Seven hundred fifty participants completed the online questionnaire. Of these, 44 were excluded from this initial analysis because they reported either not having a molecular diagnosis or did not upload the test to the system. Thus, we included 706 patients in this initial analysis.
Demographic data
Most of the 706 patients had type 1 SMA (42%). Among the others, 33% had type 2 SMA, and 23% had type 3 SMA. Seven patients had type 0 SMA, and eight had type 4 SMA (Fig. 1A). Distribution according to sex was similar in the total study population and in those with types 1 and 2 SMA. Among patients with the milder form, there was a slight predominance of females (61.2%, Fig. 1B).
The median age of patients with type 1 SMA was 3.0 (1.0, 6.0) years (Fig. 1C shows the distribution of patients with type 1 SMA according to age). At the time of data cut-off, 37.5% of patients with type 1 SMA were older than 4. The median age of patients with type 2 SMA was 11.0 (6.0, 21.5) years, and 45% were adolescents or adults (Fig. 1D).

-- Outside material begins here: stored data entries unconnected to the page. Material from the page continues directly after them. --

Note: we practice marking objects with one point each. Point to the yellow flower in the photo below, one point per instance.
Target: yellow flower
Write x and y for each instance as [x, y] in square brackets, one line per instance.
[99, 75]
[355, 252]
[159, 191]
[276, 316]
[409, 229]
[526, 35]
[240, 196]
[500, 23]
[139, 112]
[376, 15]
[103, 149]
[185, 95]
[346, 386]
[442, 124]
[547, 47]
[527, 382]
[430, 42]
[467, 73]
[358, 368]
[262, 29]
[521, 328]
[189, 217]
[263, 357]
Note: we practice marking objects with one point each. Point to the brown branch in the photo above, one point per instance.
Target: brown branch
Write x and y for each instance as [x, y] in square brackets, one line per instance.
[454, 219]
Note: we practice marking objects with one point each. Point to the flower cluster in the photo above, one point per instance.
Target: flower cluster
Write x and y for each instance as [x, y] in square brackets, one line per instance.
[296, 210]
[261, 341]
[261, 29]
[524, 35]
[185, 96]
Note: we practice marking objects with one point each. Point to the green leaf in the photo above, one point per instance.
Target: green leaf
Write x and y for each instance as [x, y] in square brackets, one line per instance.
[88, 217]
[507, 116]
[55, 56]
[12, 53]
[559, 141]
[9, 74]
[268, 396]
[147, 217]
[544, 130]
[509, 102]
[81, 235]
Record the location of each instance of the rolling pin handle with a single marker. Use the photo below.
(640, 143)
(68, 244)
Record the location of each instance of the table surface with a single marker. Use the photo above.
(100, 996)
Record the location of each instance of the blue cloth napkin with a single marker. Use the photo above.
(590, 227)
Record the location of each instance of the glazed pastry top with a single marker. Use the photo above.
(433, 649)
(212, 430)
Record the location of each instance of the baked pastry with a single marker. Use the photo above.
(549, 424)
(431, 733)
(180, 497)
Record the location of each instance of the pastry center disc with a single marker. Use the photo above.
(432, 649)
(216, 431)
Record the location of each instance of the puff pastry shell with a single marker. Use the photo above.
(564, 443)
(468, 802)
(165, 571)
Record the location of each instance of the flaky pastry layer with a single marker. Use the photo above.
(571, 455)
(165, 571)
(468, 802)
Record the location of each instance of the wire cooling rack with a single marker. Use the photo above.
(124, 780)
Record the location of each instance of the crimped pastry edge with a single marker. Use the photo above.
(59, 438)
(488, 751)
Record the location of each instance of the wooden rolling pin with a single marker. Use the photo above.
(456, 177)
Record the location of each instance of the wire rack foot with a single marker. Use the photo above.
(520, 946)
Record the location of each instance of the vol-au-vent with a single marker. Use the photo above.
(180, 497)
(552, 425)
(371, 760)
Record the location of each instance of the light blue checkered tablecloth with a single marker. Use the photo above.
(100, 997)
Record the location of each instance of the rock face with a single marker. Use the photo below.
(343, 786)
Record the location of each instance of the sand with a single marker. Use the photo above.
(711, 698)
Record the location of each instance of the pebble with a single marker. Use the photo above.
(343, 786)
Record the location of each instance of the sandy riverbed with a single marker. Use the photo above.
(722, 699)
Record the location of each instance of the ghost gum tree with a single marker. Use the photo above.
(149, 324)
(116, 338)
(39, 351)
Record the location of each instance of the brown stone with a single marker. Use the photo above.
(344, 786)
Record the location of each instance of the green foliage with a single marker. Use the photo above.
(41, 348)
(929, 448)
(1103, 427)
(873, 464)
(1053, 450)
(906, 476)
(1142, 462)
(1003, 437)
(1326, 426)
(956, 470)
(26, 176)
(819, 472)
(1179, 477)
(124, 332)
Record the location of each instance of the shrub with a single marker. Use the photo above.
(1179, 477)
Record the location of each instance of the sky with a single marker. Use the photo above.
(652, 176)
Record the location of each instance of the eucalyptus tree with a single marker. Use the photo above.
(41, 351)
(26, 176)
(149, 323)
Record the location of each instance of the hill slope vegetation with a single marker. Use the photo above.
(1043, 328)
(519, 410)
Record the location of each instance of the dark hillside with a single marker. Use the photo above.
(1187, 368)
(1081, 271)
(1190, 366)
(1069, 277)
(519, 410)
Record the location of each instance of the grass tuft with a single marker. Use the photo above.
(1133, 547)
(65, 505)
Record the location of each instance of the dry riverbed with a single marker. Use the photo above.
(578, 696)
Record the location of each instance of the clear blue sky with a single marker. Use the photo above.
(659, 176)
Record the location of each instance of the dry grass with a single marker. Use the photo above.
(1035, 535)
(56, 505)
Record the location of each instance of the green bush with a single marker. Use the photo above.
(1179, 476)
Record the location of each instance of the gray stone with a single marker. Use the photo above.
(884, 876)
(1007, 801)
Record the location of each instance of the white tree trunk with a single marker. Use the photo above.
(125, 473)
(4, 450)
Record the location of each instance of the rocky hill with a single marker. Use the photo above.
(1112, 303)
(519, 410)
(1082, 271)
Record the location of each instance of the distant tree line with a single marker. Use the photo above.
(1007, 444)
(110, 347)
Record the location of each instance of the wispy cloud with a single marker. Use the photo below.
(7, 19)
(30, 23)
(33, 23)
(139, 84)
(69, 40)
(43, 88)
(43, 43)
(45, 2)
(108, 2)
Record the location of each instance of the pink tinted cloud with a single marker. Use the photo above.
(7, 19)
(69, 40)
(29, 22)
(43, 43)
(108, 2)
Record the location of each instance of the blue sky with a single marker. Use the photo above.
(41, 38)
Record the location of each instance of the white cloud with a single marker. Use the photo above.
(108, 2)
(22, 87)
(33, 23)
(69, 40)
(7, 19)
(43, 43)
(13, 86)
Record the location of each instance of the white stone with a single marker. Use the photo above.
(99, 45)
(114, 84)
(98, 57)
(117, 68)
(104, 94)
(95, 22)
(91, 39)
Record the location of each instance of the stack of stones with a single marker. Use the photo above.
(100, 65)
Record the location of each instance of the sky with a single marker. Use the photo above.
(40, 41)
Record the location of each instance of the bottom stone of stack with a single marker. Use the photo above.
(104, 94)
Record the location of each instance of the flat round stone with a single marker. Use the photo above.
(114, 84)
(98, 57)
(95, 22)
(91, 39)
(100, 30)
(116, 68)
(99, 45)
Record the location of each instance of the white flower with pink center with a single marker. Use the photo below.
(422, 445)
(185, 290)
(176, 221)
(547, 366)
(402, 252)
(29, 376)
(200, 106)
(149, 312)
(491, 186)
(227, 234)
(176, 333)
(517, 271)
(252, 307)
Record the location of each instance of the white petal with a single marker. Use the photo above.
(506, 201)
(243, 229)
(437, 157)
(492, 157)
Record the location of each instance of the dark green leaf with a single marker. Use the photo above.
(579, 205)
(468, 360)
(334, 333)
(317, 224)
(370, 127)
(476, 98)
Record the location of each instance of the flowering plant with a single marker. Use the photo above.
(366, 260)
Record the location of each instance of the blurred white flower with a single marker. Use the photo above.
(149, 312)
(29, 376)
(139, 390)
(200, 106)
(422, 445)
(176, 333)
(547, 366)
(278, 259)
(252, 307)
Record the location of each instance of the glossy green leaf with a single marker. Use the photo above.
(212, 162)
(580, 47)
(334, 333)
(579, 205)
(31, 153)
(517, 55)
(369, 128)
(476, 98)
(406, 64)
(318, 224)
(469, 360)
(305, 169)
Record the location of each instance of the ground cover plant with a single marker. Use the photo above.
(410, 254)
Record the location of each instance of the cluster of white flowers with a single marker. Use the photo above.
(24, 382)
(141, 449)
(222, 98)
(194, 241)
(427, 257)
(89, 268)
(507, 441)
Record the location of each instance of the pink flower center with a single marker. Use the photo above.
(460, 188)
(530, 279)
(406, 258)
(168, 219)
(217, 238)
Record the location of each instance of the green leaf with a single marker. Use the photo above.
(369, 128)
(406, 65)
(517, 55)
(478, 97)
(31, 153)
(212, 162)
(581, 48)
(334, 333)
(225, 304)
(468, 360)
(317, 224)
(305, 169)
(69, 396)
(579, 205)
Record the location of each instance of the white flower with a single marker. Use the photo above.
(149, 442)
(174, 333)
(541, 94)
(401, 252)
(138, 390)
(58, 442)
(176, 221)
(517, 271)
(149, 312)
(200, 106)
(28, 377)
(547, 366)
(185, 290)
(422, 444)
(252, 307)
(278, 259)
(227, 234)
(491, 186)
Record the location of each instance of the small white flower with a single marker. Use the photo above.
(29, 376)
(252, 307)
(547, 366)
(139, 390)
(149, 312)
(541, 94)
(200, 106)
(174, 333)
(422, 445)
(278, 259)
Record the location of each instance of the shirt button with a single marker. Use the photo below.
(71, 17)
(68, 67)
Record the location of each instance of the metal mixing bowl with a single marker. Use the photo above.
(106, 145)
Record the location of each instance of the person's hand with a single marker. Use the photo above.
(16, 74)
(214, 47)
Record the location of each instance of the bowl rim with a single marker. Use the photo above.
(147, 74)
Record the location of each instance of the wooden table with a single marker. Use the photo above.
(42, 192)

Diagnosis and genetic data
Regarding mutations in the SMN1 gene, 667 patients (94.4%) had a homozygous SMN1-exon 7 deletion. Thirty-eight patients (5.5%) had a heterozygous deletion in SMN1 and a point mutation in the other allele. Only one patient had a point mutation in both SMN1 alleles (p.Gly261.Leufs*8); in this situation, the parents were consanguineous. The molecular test used for diagnosis in 515 (73%) patients was MLPA (Multiplex Ligantion-dependent Probe Amplification). PCR reaction for detecting homozygous SMN1-exon 7 deletion was used in another 191 (27%).
Regarding the SMN2 copy number, two copies of SMN2 correlated with a more severe condition (type 1 SMA) and occurred in 78.1% of these patients. A higher number of SMN2 copies correlated with milder phenotypes (Fig. 2A), with most patients with type 2 SMA (72.4%) presenting three copies of SMN2 and 31.4% of type 3 SMA patients presenting four or more copies. One hundred thirty-one (18.6%) patients in the entire group had a family history of the disease, and the familial recurrence rate was higher in those patients with type 3 SMA, at 25.6% (Fig. 2B). The consanguinity rate was low in the studied population, and only 37 (5.2%) patients answered that there was some degree of relation between the parents.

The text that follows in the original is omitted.